Kabareditorial.com, Jogjakarta — Bank Indonesia (BI) Sulawesi Selatan mengingatkan potensi guncangan ekonomi akibat memanasnya konflik geopolitik global.
Deputi Kepala BI Sulsel, Wahyu Purnama, menekankan bahwa perang yang terjadi di Timur Tengah dan Eropa bukan hanya mengancam stabilitas keamanan global, tetapi juga berpotensi memperparah inflasi dan memperlambat pertumbuhan ekonomi nasional hingga daerah.
“Perang Ukraina-Rusia saja sudah membuat inflasi dunia naik tajam. Sekarang muncul lagi konflik Israel-Iran yang jika membesar dan melibatkan sekutu-sekutu mereka, bisa berdampak luar biasa terhadap harga minyak dan emas dunia,” kata Wahyu dalam Media Gathering di Jogjakarta, Selasa (24/6/).
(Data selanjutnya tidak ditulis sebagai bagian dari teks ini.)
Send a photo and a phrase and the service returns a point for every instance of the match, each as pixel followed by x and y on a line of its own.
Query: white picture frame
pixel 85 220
Ia menyebut, jika situasi ini berkembang menjadi konflik bersenjata nuklir, dampaknya bisa mengancam seluruh negara, bukan hanya ekonomi.
“Satu bom nuklir saja bisa meluluhlantakkan satu negara. Amerika memiliki sekitar 5.200 senjata nuklir, Rusia bahkan lebih dari 5.800. Kalau satu saja dijatuhkan, itu kiamat ekonomi,” tegasnya.
Menurut Wahyu, Indonesia sebagai bagian dari ekonomi global tidak bisa luput dari efek domino konflik global. Salah satu potensi dampaknya adalah meningkatnya harga energi dan barang kebutuhan pokok, yang berujung pada inflasi tinggi.
“Jika Selat Hormuz ditutup karena perang, harga minyak dunia akan melonjak. Itu akan berdampak langsung pada harga domestik dan mengganggu stabilitas ekonomi kita, termasuk Sulawesi Selatan,” katanya.
Ia menambahkan, meski inflasi di Sulsel saat ini masih terjaga di kisaran 2 persen hingga Mei 2025, namun gejolak global tetap menjadi ancaman serius.
Lebih lanjut, Wahyu mengungkapkan bahwa untuk mencapai target pertumbuhan ekonomi nasional 8 persen pada 2029, diperlukan upaya luar biasa di berbagai sektor, termasuk manufaktur, pertanian, pertambangan, perdagangan, dan konstruksi.
Sulsel sendiri mencatat pertumbuhan ekonomi sebesar 5,02 persen di 2024, namun angka ini masih jauh dari capaian era 2013-2014 yang pernah mencapai 8,3 persen.
“Menuju pertumbuhan 8 persen itu tidak bisa dengan cara biasa-biasa saja. Kita butuh transformasi ekonomi yang agresif, hilirisasi industri, dan penguatan sektor riil,” ujar Wahyu.